The banks have left the industry, bad actors have been punished and numerous reforms have been brought in to lift standards, but at a time when adviser mental health is so low, politicians and media members have continued to paint advisers in a poor manner.
Last month, Labor opposed the bill to increase self-managed super fund (SMSF) members from four to six.
In doing so, Labor Senator Jenny McAllister, said: “That’s at the heart of our concerns about this bill, because the risk is that the people who will benefit most from these arrangements are financial advisers giving shonky advice – the kind of advice we’ve seen again and again and again, the kind of advice exposed in the Hayne Royal Commission.
“There are inadequate protections for consumers, and this bill further exposes people to these risks.”
However, data confirmed at the end of the financial year by the Australian Financial Complaints Authority (AFCA) showed adviser-related complaints made up only around 1% of all complaints.
Labor’s attacks come despite an election around the corner and after a surprise loss in the 2019 election which saw its policies over franking credits and negative gearing put under the microscope.
Eugene Ardino, Lifespan chief executive, said the incident with Senator McAllister demonstrated some politicians still like to use the advice community as an avenue to hurl unjustified abuse for political gain.
“Then you wonder why advisers are leaving in droves, suffering from obscenely high rates of mental illness, as well as those who remain taking a conservative view of rules, raising fees to cover the costs of rocketing compliance requirements and being highly selective about the clients they choose to work with,” Ardino said.
Phil Anderson, Association of Financial Advisers (AFA) acting chief executive, said this had been going on for a long period of time, but it was difficult to push back on it during the Royal Commission.
“But that’s now three years ago and when you think about the hearings that went on in April 2018, it wasn’t representative of the entire adviser population,” Anderson said.
“There’s 10 individuals who were the focus of attention during those hearings – that’s not a basis to characterise an entire profession.”
Asked to reflect on those comments, Senator McAllister’s office said they felt it had been taken out of context.
In a statement to Money Management Senator McAllister said: “Labor wants to ensure that all Australians have access to good financial advice. We’re on the side of financial advisers who want a better advice industry.
“The vast majority of financial advisers want to do the best for their clients. Labor wants to ensure those advisers can keep working on their clients’ behalf. We’ll advocate for reforms that do just that.”
Anderson welcomed that statement and said it was a fair recognition of how they wanted to work constructively with the adviser profession.
“This wasn’t the extreme example, it was just another example of what we’ve seen and it had become seemingly the way of dealing with things, particularly any legislative reform in the financial services space,” Anderson said.
“If someone disagreed with it, then the easy call-out was to say this would benefit dodgy advisers, so it had become too easy in a political context to respond that way so that’s why we had to call it out.”

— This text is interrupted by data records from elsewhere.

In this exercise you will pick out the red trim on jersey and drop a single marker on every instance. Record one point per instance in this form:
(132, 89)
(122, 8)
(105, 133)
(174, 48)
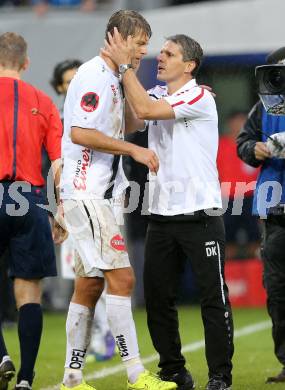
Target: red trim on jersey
(197, 97)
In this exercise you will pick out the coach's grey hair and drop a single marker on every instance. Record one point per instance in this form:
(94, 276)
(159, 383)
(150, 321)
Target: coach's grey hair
(190, 49)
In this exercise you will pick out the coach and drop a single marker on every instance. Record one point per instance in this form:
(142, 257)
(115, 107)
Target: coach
(28, 121)
(183, 131)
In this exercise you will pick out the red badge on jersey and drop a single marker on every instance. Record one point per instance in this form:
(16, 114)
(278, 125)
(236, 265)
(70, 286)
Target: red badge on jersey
(117, 242)
(89, 101)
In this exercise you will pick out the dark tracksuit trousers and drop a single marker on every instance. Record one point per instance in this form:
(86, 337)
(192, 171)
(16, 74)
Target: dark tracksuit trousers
(169, 243)
(273, 256)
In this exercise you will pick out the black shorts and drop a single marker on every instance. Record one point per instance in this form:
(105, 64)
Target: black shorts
(26, 231)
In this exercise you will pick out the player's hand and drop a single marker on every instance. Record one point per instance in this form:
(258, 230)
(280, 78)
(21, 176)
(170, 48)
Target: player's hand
(147, 157)
(261, 151)
(120, 51)
(208, 88)
(59, 230)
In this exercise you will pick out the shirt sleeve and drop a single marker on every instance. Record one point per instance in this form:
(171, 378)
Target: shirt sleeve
(53, 137)
(90, 107)
(196, 103)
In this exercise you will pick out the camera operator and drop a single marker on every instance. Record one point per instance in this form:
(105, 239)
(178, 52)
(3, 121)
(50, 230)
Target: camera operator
(260, 143)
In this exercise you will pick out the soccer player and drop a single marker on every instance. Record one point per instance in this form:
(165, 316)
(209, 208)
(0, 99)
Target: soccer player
(28, 121)
(102, 345)
(183, 131)
(92, 185)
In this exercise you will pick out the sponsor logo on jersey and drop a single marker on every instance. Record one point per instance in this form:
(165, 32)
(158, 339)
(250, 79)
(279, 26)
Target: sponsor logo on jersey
(122, 345)
(211, 248)
(83, 164)
(118, 243)
(115, 94)
(89, 101)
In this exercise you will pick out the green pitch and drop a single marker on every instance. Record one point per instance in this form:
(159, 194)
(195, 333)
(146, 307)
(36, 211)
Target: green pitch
(253, 361)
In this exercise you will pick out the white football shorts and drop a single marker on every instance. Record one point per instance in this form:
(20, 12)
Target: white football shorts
(94, 227)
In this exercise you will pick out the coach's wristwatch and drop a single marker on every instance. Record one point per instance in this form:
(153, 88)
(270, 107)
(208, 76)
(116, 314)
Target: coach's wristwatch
(124, 67)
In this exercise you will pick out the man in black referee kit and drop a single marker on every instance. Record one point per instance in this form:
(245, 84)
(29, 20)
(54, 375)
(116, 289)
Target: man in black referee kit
(183, 131)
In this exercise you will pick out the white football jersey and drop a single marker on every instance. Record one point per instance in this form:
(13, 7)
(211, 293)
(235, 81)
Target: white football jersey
(187, 179)
(94, 101)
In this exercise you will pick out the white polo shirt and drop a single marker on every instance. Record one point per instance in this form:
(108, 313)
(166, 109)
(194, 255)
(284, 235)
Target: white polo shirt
(94, 101)
(187, 146)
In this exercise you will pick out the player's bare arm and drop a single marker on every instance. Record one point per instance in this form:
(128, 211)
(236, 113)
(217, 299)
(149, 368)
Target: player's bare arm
(261, 151)
(96, 140)
(121, 52)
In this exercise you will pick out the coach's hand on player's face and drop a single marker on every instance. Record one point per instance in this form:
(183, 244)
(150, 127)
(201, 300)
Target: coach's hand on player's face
(119, 50)
(146, 156)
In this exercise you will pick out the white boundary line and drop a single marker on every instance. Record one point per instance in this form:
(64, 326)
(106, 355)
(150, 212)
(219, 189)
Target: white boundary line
(246, 330)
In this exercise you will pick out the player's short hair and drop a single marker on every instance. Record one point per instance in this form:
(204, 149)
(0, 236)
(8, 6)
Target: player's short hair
(191, 49)
(128, 22)
(60, 69)
(13, 51)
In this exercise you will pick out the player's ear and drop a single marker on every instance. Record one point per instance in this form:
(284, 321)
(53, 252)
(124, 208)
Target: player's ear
(26, 64)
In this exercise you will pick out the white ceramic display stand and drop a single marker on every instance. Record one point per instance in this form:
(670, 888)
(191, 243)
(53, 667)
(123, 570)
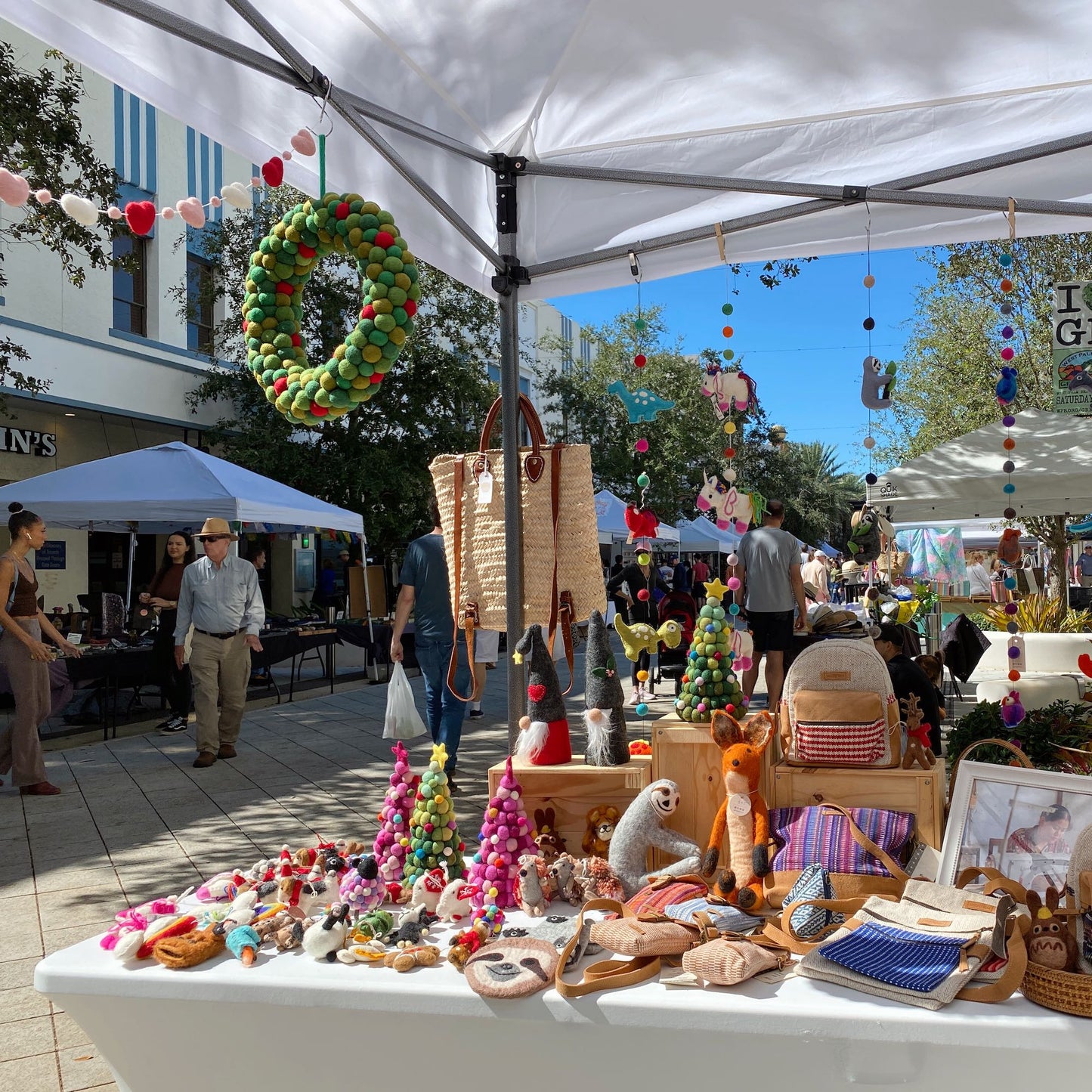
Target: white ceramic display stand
(289, 1019)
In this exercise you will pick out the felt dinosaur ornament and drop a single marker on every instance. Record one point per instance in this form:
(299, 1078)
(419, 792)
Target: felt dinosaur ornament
(743, 815)
(642, 637)
(917, 736)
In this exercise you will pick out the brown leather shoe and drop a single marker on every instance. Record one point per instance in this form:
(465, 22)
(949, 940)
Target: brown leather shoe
(42, 789)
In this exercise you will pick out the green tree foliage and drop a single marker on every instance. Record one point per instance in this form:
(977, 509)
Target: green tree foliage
(375, 460)
(42, 138)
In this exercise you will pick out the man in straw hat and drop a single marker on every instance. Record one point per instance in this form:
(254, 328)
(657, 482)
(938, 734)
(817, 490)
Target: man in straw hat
(222, 599)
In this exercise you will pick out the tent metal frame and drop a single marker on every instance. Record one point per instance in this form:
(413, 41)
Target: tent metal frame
(363, 116)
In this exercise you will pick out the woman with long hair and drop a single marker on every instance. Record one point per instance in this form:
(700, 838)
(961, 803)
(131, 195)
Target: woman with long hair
(163, 593)
(25, 655)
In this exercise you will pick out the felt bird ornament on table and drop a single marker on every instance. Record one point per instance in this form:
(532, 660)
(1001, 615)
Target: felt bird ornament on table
(1013, 711)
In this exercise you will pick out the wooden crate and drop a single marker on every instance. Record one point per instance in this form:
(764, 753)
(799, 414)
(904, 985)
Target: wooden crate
(574, 789)
(686, 753)
(920, 792)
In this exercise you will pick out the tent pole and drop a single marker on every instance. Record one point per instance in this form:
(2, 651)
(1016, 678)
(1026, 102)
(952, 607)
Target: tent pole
(507, 286)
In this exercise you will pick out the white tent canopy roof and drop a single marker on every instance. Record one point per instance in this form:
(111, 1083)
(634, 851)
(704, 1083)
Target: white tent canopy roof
(778, 107)
(169, 487)
(962, 478)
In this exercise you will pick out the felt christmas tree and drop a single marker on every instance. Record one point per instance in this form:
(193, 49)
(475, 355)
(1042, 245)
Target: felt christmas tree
(710, 682)
(390, 848)
(605, 716)
(506, 836)
(434, 834)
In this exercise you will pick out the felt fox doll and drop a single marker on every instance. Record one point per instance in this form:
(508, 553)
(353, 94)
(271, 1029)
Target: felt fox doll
(743, 814)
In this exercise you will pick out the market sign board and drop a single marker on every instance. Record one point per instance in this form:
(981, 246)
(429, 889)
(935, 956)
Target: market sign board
(1072, 348)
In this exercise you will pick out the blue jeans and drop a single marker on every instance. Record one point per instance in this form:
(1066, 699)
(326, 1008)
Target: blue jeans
(444, 711)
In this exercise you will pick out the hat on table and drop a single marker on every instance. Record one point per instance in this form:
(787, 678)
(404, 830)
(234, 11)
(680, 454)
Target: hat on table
(215, 525)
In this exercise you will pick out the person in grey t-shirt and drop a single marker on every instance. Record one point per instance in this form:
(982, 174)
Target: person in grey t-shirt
(769, 571)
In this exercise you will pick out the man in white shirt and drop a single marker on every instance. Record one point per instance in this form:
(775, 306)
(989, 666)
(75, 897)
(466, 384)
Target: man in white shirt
(222, 600)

Dante De Gori, Financial Planning Association of Australia (FPA) chief executive, said financial planners had a statutory obligation in law to always work in the best interests of their clients and the entire profession should not be judged based on what a very small minority who had failed in their duty.

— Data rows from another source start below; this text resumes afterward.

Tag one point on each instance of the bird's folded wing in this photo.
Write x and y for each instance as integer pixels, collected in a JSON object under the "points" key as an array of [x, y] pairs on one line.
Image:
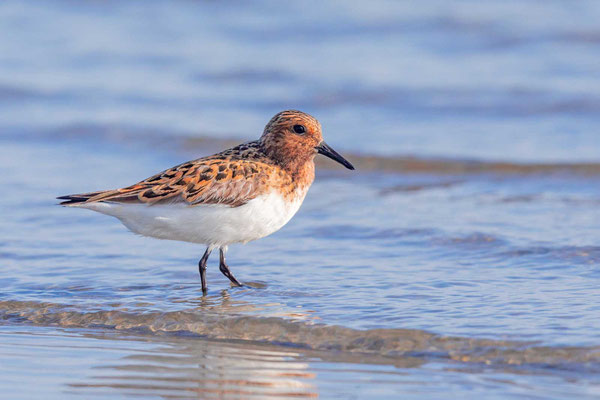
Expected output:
{"points": [[204, 181]]}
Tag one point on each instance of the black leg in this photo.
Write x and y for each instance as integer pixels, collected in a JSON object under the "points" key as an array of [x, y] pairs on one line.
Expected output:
{"points": [[225, 270], [202, 268]]}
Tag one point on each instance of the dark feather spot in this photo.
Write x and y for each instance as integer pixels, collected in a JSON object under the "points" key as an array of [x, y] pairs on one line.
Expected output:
{"points": [[150, 194]]}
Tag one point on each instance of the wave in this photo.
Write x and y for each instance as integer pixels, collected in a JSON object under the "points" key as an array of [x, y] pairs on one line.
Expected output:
{"points": [[389, 343], [192, 145]]}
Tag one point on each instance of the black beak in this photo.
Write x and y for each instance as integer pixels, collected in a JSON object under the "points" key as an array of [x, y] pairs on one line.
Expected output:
{"points": [[327, 151]]}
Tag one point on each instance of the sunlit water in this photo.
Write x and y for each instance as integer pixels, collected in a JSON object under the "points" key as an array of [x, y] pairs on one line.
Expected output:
{"points": [[494, 264]]}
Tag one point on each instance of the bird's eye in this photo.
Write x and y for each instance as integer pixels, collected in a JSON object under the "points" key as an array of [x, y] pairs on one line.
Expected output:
{"points": [[299, 129]]}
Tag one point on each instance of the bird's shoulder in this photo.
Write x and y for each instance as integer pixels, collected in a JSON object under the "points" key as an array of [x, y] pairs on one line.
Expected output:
{"points": [[232, 177]]}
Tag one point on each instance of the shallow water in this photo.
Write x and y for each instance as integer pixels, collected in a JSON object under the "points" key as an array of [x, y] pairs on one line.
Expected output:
{"points": [[467, 238]]}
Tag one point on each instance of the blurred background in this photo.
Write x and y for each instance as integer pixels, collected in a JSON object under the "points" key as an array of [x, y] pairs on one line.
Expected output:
{"points": [[468, 233], [509, 80]]}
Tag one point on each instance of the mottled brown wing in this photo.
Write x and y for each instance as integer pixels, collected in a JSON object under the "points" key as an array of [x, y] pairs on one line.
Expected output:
{"points": [[205, 181]]}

“It is time we recognise that any link to the misconduct of financial planners revealed during the financial services royal commission was not representative of the wider financial planning profession,”
De Gori said.
The Coalition Government had been in power since Tony Abbott won the 2013 election and it owned all the reforms that had since been put in place.
Ardino said the Coalition Government would say they supported the accessibility of advice to average Australians but had not offered any substantive action or legislative change.
“I for one look forward hearing less about how the Government wants to make advice more accessible and seeing initiatives and changes that actually make it more accessible,” Ardino said.
“No doubt that the perceptions and understanding of the financial advice sector of both sides of politics need work and this is a great example of this.”
Despite the unpopularity of many of these reforms – like the Financial Adviser Standards and Ethics Authority, the code of ethics, and ongoing fee requirements – Labor had not presented an alternative.